OAKLEY, Summit County — Two snowboarders are "lucky to be alive," police say, after an avalanche overtook them on a backcountry slope Wednesday.
The two men, both in their early 40s, were in a group of 11 from the Salt Lake Valley who visited the mountainous area of Mud Lake Flat, roughly a mile west of Smith-Morehouse Reservoir in eastern Summit County. Around 4 p.m., someone in the group "jumped off a rock and triggered the avalanche," Summit County Sheriff's Lt. Andrew Wright said.
"This snow's going about 40 to 50 miles per hour, it's crashing into ... trees, snapping trees," said Craig Gordon, a forecaster for the Utah Avalanche Center.
The swift slide pinned one of the men against a tree, breaking both of his legs, Wright said. The other man was buried under 6 to 12 inches of snow for about eight minutes, he said.
"That is a long time when you don't have any oxygen," Wright said.
The group was able to locate the buried man because "his snowboard was barely sticking up out of the snow," according to the lieutenant.
"That is the only reason that they ... found him and were able to save his life," Wright said.
The man's avalanche beacon had been malfunctioning while on the mountain, so he had decided to turn it off, Wright said.
Despite each man's remarkable survival, the ordeal wasn't over, as their group was unable to reach police until just after 8 p.m. The snowboarders had all arrived in the area using a snowcat, but the vehicle broke down as they tried to descend the mountain to get cellphone service and call for help, Wright said.
Eventually, three people from the group were able to make it to Oakley and contact police. Search and rescue crews reached the men near Smith-Morehouse Reservoir and used a medical helicopter to take the man with broken legs to a hospital in Salt Lake County.
The man who was initially buried "is said to be in OK condition," Wright said.
The slide measured about 4 feet deep, "several hundred feet wide" and cascaded down a slope for about 800 feet, Gordon said, noting avalanche danger in northern Utah has been extremely high and that "dangerous, human-triggered avalanches are likely" in that part of the state.
"It doesn't get more dangerous than this. ... Once triggered, avalanches can get quickly out of hand," Gordon said. "Any avalanche that you trigger right now ... is going to break deep, it's going to break wide, and there's a possibility that it might be unsurvivable."
Wright stressed that anyone thinking about spending time in the mountains should check avalanche advisories.

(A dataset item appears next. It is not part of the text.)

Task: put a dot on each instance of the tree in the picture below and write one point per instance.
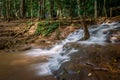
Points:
(23, 9)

Up-to-date conditions can be found at www.utahavalanchecenter.org.
"They are lucky to be alive, we're glad that they're alive, we're glad that we were able to get them the help that they needed," Wright said. "But, you know, it can be avoided."1 comment on this story
Gordon said backcountry explorers need to have proper avalanche emergency equipment with them at all times. He added that, during periods of extreme avalanche risk, the wise choice is not to go into backcountry areas at all.
"The best avalanche is the one we don't trigger. ... Right now we just need to exercise a little bit of patience, tone down our objectives and just stick with gentle terrain," he said.
Those who just can't get enough of a challenging ride down the mountain always have resorts as a safe option, Gordon said.
"If you want to get into steep terrain, enjoy the greatest snow on Earth at the greatest resorts on Earth, where active avalanche reduction work is routinely performed," he said.